Un año después de Wuhan, el mundo sigue en crisis por COVID

Casi un año después de que la ciudad china de Wuhan entró en cuarentena para contener a un virus que ya se había escapado, el presidente Joe Biden comenzó a poner en marcha un nuevo plan para com...

Casi un año después de que la ciudad china de Wuhan entró en cuarentena para contener a un virus que ya se había escapado, el presidente Joe Biden comenzó a poner en marcha un nuevo plan para combatir la pandemia en Estados Unidos, Alemania rebasó las 50.000 muertes y Gran Bretaña se acercó a las 100.000.

El aniversario del confinamiento el sábado tendrá lugar en un momento en que se registra una propagación de variantes más contagiosas del coronavirus y las campañas para vacunar a la gente contra el COVID-19 se han visto obstaculizadas por desorganización y suministros limitados en algunos lugares. El flagelo ha dejado más de dos millones de muertos en el mundo.

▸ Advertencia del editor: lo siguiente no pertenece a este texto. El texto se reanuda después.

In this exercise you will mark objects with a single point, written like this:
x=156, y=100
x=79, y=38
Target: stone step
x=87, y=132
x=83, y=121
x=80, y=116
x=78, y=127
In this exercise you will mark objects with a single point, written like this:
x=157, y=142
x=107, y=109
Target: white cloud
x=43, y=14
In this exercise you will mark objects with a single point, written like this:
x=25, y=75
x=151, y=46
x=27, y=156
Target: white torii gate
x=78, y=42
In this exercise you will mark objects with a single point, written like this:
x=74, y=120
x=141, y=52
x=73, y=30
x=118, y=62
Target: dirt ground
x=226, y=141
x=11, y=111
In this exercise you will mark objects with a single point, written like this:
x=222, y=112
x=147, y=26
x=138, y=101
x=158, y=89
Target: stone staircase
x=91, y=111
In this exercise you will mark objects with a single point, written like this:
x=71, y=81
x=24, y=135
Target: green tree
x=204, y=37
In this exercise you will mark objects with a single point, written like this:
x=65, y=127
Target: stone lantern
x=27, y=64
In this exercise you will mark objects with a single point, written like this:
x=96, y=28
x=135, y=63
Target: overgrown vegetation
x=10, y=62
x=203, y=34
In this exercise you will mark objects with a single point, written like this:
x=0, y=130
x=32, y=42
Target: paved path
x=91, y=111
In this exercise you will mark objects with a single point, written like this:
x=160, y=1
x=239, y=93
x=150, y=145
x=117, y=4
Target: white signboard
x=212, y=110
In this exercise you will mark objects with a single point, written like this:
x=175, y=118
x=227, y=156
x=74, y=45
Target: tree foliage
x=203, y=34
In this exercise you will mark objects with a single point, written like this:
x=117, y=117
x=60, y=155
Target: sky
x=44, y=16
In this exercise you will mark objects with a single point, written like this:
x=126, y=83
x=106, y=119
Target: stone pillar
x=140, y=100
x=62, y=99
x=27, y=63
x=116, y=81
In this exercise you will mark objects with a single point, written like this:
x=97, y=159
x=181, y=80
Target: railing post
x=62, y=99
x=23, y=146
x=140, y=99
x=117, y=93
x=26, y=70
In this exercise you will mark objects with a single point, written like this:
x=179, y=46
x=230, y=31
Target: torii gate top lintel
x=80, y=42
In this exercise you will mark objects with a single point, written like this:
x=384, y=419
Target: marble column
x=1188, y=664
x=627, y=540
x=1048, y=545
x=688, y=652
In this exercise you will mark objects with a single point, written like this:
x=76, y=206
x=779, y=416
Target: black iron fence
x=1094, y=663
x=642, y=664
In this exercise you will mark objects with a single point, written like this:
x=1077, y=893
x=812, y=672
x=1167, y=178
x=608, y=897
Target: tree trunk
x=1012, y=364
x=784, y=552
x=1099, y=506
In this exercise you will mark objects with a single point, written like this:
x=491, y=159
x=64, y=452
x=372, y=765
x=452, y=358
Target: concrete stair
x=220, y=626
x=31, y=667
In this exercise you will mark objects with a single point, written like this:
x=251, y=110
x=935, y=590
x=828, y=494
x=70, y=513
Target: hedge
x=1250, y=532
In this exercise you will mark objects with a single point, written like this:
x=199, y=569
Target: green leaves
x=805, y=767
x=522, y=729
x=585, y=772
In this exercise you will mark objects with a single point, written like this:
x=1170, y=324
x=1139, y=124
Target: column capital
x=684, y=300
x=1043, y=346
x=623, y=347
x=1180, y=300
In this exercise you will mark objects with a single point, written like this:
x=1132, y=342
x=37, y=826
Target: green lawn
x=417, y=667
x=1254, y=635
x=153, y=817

En Estados Unidos, que tiene la mayor cifra de fallecimientos en el planeta con más de 410.000, el doctor Anthony Fauci dijo que una falta de sinceridad sobre la amenaza durante el gobierno del presidente Donald Trump probablemente costó vidas.

Fauci, marginado por Trump, es ahora el principal asesor médico de Biden en una ambiciosa ofensiva para vencer al virus. Dijo a la cadena CNN que el gobierno de Trump se demoró en obtener asesoramiento científico confiable para el país.

Cuando comienzas a hablar sobre cosas carentes de sentido médico y científico, eso obviamente no ayuda, apuntó.

Biden firmó el jueves una serie de órdenes ejecutivas para preparar un ataque más centralizado contra el virus y se ha comprometido a vacunar a 100 millones de personas en sus primeros 100 días de gobierno, un número que algunos expertos en salud pública consideran insuficientemente ambicioso.

El doctor Eric Topol, jefe del Instituto de Investigación Traslacional Scripps, dijo que Estados Unidos debe fijarse como meta vacunar a 2,5 millones de personas por día.

Esto ya era una emergencia, declaró Topol, pero debido a que están circulando mutaciones más contagiosas del virus, se convirtió en una emergencia a la cuarta potencia.

En Gran Bretaña, donde está activa una variante más contagiosa del virus, la cifra de muertes se acerca a las 96.000, la más alta en Europa. Y Patrick Vallance, el principal asesor científico del gobierno, advirtió que la versión mutada podría ser más mortal que la original.

Vallance aclaró que es necesaria mayor investigación, pero que la evidencia deja entrever que la variante podría matar a entre 13 o 14 personas por cada 1.000 contagiadas, en comparación con las 10 por cada 1.000 de la original.

Alemania amplió su confinamiento esta semana hasta el 14 de febrero en medio de temores por los virus mutantes.

Algunas naciones están imponiendo o sopesando nuevas restricciones de viaje por la misma razón. Francia dijo que a partir del domingo exigirá una prueba negativa a los visitantes que lleguen de otros países de la Unión Europea. Canadá señaló que podría obligar a los viajeros a cumplir una cuarentena en un hotel a su llegada y que ellos la paguen.

El primer ministro canadiense Justin Trudeau advirtió al país: Nadie debería salir de vacaciones al extranjero en este momento. Si usted aún tiene unas planeadas, cancélelas. Y no reserve un viaje para las vacaciones de primavera.

En lo que parece otro inconveniente, AstraZeneca dijo que enviará menos dosis de su vacuna que lo anticipado a la UE debido a problemas en la cadena de abastecimiento.

En medio de la crisis, Japón se mantiene firme en que realizará en julio los aplazados Juegos Olímpicos. Muchos expertos creen que para efectuarlos el país tendría que vacunar a sus 127 millones de habitantes, algo que ni siquiera podría haber iniciado sino hasta fines de febrero.

El confinamiento de 76 días en Wuhan comenzó hace un año con un aviso enviado a los celulares de la gente a las 2 de la madrugada para indicarles que el aeropuerto y las estaciones de trenes y autobuses cerrarían a las 10 de la mañana. A la larga la medida fue ampliada a la mayoría del resto de la provincia de Hubei, afectando a 56 millones de personas. Para cuando el confinamiento fue impuesto, el virus ya se había propagado más allá de las fronteras de China.

En la actualidad, los habitantes de Wuhan ya realizan una vida normal en gran medida.